A number is divisible by 6 if it is divisible b both 2 and 3.

For example 36 is divisible by both 2 and 3. So, it is divisible by 6.

DIVISIBILITY BY  8:

A number is divisible by 8 if the number formed by the last three digits is divisible by 8.

For example 1056 is divisible by 8 because  056 is divisible by 8.

 

DIVISIBILITY BY 9:

A number is divisible by 9 if the sum of its digits is divisible by 9.

For example 18 is divisible by 9 because 1 + 8 = 9 is divisible by 9.

261261 is divisible by 9 because 2 + 6 + 1 +2 + 6 + 1=18 is divisible by 9

DIVISIBILITY BY 10:

A number is divisible by 10 if its last digit is 0.

For example  290, 710, 3480, 200 are all divisible by 10.

COMMON FACTORS AND COMMON MULTIPLES

COMMON FACTORS AND COMMON MULTIPLES

(1)Given two numbers 12 and 18:

(i) F12 ={1, 2, 3, 4, 6 and 12}
(ii)F18 ={1, 2, 3, 6, 9 and 18}

note that the numbers 1, 2, 3 and 6 are factors common to both  F12
and F18. i.e. F12 n F18 ={1, 2, 3, 6}

refer to the figure below

 (2)Given two numbers 8 and 15:

(i)F8={1, 2, 4, 8}
(ii)F15={1, 3, 5, 15}

it can easily be seen that the common factor(s) of both 8 and 15
is 1 i.e F8 n F15={1}
refer to the figure below:

(3)Given two numbers 4 and 6:

The multiples of 4 are M4={ 4, 8, 16, 20, 24, 28, 32, 36,...., 4n}
The multiples of 6 are M6={6, 12, 18, 24, 30, 36, 42,...., 6n}
of the are above multiples 12, 24, 36, ...are the common multiples
of 4 and 6 i.e. M4 n M6 ={12, 24, 36}

FACTORS AND MULTIPLES

FACTORS, MULTIPLES AND DIVISORS

When two or more numbers are multiplied together the result is called the product that is to say given two natural  numbers  A and B  their product is  C or C=AXB. 

for example 

(i)The product of 4 and 3 is 12 i.e. 4x3=12.

(ii)The product of 2, 5 and 6 is  60 i.e. 2 x 5 x 6 = 60.
A and B are called factors of the product C, and C ,the product, is called the multiple of each of the factors A or B
So, for  4x3=12,  4 is a factor of 12 and 12 is a multiple of 4.Similarly 3 is a factor of 12 and 12 is a multiple of 3

Thus a natural number that divides another number exactly is called a factor (or a divisor in the case of division) of that number, and the given number is called a multiple of that number.
Hence, A is a factor of C because on dividing  C by A, the remainder is zero

for example since
(i)4x3=12 and 12x1=12, 1, 3, 4 and 12 are all factors (or divisors) of 12 and 12 is a multiple of each of the numbers 1, 3, 4, and 12.
(ii)2x4=8 2x2x4=8, and 1x8=8, 1, 2, 4, and 8 are all factors of 8 and 8 is a multiple of each of the number 1, 2, 4, and 8.

Similary
18 has factors f18={1, 2, 3, 6, 9, 18}.

42 has factors f42={1, 2, 3, 6, 7, 14, 21, 42}.

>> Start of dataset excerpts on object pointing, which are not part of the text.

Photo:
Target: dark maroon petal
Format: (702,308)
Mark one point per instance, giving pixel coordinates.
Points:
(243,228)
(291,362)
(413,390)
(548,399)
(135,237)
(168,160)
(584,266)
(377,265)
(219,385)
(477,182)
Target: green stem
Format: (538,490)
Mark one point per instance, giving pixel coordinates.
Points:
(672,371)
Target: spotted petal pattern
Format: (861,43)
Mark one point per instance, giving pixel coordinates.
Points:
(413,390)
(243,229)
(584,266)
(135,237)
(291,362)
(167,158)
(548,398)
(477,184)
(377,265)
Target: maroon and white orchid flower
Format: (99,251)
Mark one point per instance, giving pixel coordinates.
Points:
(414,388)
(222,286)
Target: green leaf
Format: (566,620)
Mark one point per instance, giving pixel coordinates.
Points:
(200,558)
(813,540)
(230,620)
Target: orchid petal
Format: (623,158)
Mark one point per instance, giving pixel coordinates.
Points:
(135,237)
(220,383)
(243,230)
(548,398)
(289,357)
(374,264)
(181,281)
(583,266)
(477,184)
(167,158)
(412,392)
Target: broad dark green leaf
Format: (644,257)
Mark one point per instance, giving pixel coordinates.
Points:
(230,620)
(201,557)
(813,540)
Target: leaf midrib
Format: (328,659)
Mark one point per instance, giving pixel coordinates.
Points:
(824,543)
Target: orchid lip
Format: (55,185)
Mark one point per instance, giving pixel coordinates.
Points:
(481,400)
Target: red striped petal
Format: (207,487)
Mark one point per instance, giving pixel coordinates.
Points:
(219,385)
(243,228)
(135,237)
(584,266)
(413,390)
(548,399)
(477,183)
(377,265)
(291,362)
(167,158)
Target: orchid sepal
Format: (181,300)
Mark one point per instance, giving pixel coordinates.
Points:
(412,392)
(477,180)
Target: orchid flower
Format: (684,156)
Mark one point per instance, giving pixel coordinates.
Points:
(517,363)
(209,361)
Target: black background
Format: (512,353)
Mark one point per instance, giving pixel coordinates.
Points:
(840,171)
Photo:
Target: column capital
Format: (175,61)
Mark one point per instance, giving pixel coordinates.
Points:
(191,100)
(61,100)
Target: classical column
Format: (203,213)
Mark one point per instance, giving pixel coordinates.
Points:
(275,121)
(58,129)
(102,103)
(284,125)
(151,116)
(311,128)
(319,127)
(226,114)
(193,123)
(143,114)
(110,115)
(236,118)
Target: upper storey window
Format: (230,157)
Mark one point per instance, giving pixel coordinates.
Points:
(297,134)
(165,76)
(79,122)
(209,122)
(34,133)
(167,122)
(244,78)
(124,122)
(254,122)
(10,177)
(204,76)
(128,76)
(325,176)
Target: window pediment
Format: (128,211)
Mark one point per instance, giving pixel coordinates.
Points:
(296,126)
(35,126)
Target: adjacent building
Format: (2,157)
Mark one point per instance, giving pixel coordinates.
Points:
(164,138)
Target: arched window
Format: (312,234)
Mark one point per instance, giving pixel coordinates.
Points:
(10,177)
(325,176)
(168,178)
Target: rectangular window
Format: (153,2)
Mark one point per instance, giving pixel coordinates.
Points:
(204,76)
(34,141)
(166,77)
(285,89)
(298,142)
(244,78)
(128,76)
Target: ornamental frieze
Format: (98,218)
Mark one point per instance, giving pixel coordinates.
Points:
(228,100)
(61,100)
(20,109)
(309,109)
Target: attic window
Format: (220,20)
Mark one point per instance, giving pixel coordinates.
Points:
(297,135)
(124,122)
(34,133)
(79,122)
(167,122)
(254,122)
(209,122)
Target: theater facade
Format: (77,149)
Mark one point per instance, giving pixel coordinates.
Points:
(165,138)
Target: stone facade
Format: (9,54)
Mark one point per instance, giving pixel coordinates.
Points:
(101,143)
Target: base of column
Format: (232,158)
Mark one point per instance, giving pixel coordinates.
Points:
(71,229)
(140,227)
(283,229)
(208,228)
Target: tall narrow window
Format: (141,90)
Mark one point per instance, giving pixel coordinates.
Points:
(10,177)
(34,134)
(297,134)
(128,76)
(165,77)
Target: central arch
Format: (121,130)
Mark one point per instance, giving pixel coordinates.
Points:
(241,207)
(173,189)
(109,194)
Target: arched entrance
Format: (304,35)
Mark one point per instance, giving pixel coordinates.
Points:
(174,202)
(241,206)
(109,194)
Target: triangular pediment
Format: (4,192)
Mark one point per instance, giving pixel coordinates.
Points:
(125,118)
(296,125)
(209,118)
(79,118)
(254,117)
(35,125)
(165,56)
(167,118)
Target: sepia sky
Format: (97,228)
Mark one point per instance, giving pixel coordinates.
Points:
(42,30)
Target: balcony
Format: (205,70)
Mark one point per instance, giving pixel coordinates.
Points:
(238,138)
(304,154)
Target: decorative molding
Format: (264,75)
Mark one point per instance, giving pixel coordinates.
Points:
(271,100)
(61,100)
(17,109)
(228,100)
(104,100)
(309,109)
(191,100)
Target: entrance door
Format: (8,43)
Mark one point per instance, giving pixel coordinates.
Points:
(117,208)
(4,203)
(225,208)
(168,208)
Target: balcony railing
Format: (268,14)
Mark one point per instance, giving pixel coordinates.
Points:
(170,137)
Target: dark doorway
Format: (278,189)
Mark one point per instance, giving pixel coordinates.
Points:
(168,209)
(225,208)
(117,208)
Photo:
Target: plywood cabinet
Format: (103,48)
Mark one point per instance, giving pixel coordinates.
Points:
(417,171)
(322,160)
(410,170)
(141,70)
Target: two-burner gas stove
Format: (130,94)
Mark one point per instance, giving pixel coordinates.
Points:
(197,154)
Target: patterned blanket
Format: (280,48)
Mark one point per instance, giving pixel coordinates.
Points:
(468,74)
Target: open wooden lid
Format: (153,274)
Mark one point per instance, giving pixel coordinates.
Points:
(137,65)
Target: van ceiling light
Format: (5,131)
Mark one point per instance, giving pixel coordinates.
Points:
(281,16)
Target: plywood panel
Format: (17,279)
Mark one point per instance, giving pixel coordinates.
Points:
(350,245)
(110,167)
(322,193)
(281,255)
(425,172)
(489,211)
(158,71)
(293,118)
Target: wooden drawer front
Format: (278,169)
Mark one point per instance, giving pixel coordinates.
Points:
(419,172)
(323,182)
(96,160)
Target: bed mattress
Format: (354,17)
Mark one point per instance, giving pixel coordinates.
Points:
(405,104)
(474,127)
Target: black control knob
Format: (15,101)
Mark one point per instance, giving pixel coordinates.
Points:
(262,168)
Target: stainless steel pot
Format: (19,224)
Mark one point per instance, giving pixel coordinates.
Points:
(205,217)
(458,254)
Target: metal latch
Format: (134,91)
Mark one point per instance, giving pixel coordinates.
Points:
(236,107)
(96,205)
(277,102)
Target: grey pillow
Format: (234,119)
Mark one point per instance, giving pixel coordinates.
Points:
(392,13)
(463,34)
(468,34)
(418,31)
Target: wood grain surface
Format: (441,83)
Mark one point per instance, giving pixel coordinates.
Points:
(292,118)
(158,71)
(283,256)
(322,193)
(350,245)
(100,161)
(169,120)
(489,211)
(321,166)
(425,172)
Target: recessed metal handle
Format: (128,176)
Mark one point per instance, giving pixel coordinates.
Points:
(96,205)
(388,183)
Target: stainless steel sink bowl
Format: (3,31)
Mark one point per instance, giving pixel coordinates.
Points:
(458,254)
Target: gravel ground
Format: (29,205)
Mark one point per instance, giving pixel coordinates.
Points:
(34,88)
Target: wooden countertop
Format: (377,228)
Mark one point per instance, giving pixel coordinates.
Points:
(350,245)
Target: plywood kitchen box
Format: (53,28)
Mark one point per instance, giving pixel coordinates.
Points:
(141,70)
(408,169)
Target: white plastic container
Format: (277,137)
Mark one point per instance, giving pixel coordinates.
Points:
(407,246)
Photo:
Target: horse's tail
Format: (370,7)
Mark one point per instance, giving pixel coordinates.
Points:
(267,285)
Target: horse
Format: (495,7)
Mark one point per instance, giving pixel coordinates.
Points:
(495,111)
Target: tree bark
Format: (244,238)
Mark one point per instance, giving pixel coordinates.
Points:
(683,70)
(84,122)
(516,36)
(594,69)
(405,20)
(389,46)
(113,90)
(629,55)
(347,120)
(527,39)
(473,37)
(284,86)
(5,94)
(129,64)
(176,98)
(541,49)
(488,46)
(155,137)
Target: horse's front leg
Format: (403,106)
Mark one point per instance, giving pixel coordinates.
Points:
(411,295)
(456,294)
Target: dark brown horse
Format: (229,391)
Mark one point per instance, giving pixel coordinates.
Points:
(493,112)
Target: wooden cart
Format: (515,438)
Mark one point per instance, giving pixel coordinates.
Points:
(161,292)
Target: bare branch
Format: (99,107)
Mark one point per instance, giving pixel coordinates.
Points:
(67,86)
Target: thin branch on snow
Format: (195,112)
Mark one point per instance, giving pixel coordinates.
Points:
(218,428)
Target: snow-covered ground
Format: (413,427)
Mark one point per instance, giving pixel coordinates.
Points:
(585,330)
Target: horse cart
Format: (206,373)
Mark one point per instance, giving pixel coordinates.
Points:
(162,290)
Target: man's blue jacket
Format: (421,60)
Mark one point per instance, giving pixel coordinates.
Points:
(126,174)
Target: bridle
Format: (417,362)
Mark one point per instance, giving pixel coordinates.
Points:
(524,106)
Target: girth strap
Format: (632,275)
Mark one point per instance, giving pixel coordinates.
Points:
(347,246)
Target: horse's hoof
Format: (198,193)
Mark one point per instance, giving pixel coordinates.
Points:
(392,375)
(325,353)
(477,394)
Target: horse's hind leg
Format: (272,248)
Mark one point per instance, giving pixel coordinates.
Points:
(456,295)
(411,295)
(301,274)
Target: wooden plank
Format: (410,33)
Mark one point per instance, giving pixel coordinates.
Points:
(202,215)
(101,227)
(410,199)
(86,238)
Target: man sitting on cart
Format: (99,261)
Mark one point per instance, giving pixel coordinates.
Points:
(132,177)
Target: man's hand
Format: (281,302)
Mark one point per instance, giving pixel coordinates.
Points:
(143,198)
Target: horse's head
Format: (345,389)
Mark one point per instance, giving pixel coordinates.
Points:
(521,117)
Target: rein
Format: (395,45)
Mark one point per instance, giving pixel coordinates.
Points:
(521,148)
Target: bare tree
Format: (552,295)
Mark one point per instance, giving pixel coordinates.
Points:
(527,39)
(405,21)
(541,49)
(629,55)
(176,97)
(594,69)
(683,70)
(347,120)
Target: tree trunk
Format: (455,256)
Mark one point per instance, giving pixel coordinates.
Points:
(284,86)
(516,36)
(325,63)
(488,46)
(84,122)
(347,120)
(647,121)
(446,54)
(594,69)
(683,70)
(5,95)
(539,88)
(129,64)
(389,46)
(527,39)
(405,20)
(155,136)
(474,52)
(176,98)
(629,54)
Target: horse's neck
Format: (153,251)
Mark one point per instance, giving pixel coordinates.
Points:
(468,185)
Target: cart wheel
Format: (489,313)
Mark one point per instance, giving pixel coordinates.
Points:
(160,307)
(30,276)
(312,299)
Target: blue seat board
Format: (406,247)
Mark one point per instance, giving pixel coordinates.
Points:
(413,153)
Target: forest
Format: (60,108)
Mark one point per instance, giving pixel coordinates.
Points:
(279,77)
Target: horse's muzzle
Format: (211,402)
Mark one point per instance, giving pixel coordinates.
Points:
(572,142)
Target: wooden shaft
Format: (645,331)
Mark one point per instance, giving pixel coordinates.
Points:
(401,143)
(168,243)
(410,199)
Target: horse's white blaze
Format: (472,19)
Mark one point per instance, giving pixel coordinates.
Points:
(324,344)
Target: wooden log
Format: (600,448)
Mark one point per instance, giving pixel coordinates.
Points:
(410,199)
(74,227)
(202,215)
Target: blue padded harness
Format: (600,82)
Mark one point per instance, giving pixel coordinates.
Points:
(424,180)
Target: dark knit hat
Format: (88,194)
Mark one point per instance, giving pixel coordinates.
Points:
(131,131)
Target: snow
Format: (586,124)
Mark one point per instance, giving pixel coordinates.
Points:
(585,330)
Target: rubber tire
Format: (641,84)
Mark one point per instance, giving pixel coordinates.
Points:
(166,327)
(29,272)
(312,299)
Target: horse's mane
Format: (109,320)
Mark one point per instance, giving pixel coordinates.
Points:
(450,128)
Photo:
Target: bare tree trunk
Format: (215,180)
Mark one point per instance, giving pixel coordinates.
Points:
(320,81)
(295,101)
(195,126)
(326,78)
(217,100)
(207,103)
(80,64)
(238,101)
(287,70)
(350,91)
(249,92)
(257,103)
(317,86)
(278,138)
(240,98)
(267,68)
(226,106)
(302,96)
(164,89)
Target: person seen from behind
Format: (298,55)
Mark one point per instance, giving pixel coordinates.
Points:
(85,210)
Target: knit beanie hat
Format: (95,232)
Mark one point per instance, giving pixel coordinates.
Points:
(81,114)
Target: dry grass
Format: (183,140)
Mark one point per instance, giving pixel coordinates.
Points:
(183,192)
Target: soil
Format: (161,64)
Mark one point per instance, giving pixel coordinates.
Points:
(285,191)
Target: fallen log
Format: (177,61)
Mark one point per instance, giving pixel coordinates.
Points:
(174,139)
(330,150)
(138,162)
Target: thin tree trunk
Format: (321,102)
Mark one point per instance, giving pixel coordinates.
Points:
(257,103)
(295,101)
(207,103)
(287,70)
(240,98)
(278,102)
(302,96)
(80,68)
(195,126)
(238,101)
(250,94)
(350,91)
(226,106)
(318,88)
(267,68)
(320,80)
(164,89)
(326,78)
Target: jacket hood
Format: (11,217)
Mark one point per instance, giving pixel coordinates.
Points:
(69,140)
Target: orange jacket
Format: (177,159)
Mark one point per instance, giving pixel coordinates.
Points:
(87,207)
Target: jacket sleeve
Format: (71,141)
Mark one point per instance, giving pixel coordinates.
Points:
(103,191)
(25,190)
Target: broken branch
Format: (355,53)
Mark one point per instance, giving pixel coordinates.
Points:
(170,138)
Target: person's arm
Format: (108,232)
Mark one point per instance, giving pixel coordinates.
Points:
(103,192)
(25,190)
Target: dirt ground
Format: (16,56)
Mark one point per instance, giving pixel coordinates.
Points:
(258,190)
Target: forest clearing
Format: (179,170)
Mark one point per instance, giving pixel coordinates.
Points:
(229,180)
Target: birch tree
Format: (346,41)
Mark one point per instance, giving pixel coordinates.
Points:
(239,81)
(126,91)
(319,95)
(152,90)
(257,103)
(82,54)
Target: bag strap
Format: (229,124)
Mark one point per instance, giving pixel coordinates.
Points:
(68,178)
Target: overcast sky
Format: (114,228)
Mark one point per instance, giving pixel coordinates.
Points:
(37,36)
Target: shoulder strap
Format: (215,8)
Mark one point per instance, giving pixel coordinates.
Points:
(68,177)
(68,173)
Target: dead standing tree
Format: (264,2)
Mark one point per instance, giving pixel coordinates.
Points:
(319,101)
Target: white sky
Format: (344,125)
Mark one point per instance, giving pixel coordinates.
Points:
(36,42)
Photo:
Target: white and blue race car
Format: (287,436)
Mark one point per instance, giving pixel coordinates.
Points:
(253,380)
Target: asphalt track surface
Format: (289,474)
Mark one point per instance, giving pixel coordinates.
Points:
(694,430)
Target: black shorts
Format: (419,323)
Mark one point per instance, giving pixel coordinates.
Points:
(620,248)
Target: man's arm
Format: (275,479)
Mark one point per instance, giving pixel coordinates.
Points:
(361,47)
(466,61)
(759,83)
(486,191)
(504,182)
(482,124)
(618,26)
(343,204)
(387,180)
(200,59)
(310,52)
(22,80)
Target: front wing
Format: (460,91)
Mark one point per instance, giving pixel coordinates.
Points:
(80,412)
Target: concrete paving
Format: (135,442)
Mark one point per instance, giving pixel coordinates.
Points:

2 has multiples M2={2, 4, 6, 8, 10,...., 2n} where n is an integral number. 

6 has multiples M6={6, 12, 18, 24,...., 6n} where n is an integral number. 

from the above results we can conclude that :

(i)one is a factor of every number.

(ii)The only factor of one is one itself.

(iii)Every natural number is a factor of itself.

(iv)Every number has at least two factors, namely 1 and itself.

(v)Every factor of a number is less than or equal to that number.

(vi)Every number has a finite number of factors.

(vii)Every number is a multiple of itself.

(viii)Every multiple of a number is greater than or equal to the  and  number 
itself.

(ix)Every number has an infinite number of its multiples.